DEFINITION OF A SEMANTIC PLATAFORM FOR AUTOMATED CODE GENERATION BASED ON UML CLASS DIAGRAMS AND DSL SEMANTIC ANNOTATIONS

DEFINICIÓN DE UNA PLATAFORMA SEMÁNTICA PARA LA GENERACIÓN AUTOMÁTICA DE CÓDIGO BASADA EN DIAGRAMAS DE CLASES UML Y ANOTACIONES SEMÁNTICAS EN UN DSL

ANDRÉS MUÑETÓN
M.Sc, Universidad Pontificia Bolivariana, Medellín, andres.muneton@upb.edu.co

CARLOS ZAPATA
Ph.D. Universidad Nacional de Colombia, Medellín, cmzapata@unal.edu.co

Received for review July 6^th, 2011, accepted November 12^th, 2011, final version January, 11^th, 2012

ABSTRACT: In this paper, we propose a semantic service platform for implementing the steps of a semantic- and model-driven architecture (MDA)-based method for automated code generation. The code generation is achieved by semantically relating operations in unified modeling language (UML) class diagrams with implemented operations. The relationship among operations is achieved by finding implemented operations with the same post-condition of the operation under implementation. The resultant code is a sequence of invocations to the implemented operations which, acting as a whole, achieve the post-condition of the operation under implementation. Semantics is specified by means of a domain-specific language (DSL), also defined in this paper. Services of the platform and the method are shown in execution in a case study.

KEYWORDS: Code generation, automation, MDA, semantic, platform, software engineering.

RESUMEN: En este trabajo se propone una plataforma semántica de servicios que implementan los pasos de un método para la generación automática de código. El método se basa en información semántica y en MDA (model-driven architecture). La generación de código se logra relacionando semánticamente operaciones en diagramas de clases en UML (unified modeling language) con operaciones implementadas. La relación entre operaciones se hace consultando operaciones implementadas que tengan la misma postcondición de la operación bajo implementación. El código resultante es una secuencia de invocaciones a operaciones implementadas que, en conjunto, alcancen la postcondición de la operación bajo implementación. La semántica se especifica mediante un DSL (domain-specific language), también definido en este artículo. Los servicios de la plataforma y el método se prueban mediante un caso de estudio.

PALABRAS CLAVE: Generación de código, automatización, MDA, semántica, plataforma, ingeniería de software.

1. INTRODUCTION

Automation in software development is a very important topic of research and application. By using automated activities, the development process makes the team more agile so that they may spend time in more crucial activities besides manual processes. In other words, automation supports the engineering approach to software development. Some examples of automated activities in software development are: generating source codes, testing (e.g., unit and user acceptance tests [1]), integrating [2], and delivering [3].

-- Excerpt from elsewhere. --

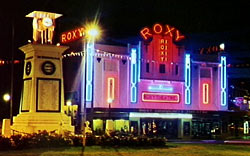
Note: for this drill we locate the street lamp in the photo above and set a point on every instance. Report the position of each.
(69, 103)
(6, 97)
(109, 102)
(92, 33)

Current code generation proposals exhibit some problems: They still offer partial results or they are too formal to be fully implemented and useful for the industry. Three main sets of proposals have been identified: code generation from graph models, code generation from formal representations, and code generation from a mixture of graph and textual expressions. Purely graph-based approaches [4-5] have limitations due to the expressiveness flaws of graph languages. On the other hand, formal proposals use formal languages to specify every aspect of the system and, consequently, generate the entire code [6]. Also, formal languages are hard to learn and apply. Finally, some researchers have opted for a combination of models and textual specifications [7-8]. However, these proposals are too close to the platform or suitable only for a very specific domain.

Zapata and Muñetón [9] have proposed a basic method for code generation from the UML meta-model instances and semantic annotations. With this method, the code is intended to be generated by using a set of transformation rules defined by Muñetón et al. [10] and database single-semantic operations like "insert," "update," and "delete."

In this paper, we propose a semantic platform for automated code generation. This platform improves the previous method of Zapata and Muñetón [9] in supporting more complex operations by using a model-driven architecture (MDA)-based structure and including steps that are more formal.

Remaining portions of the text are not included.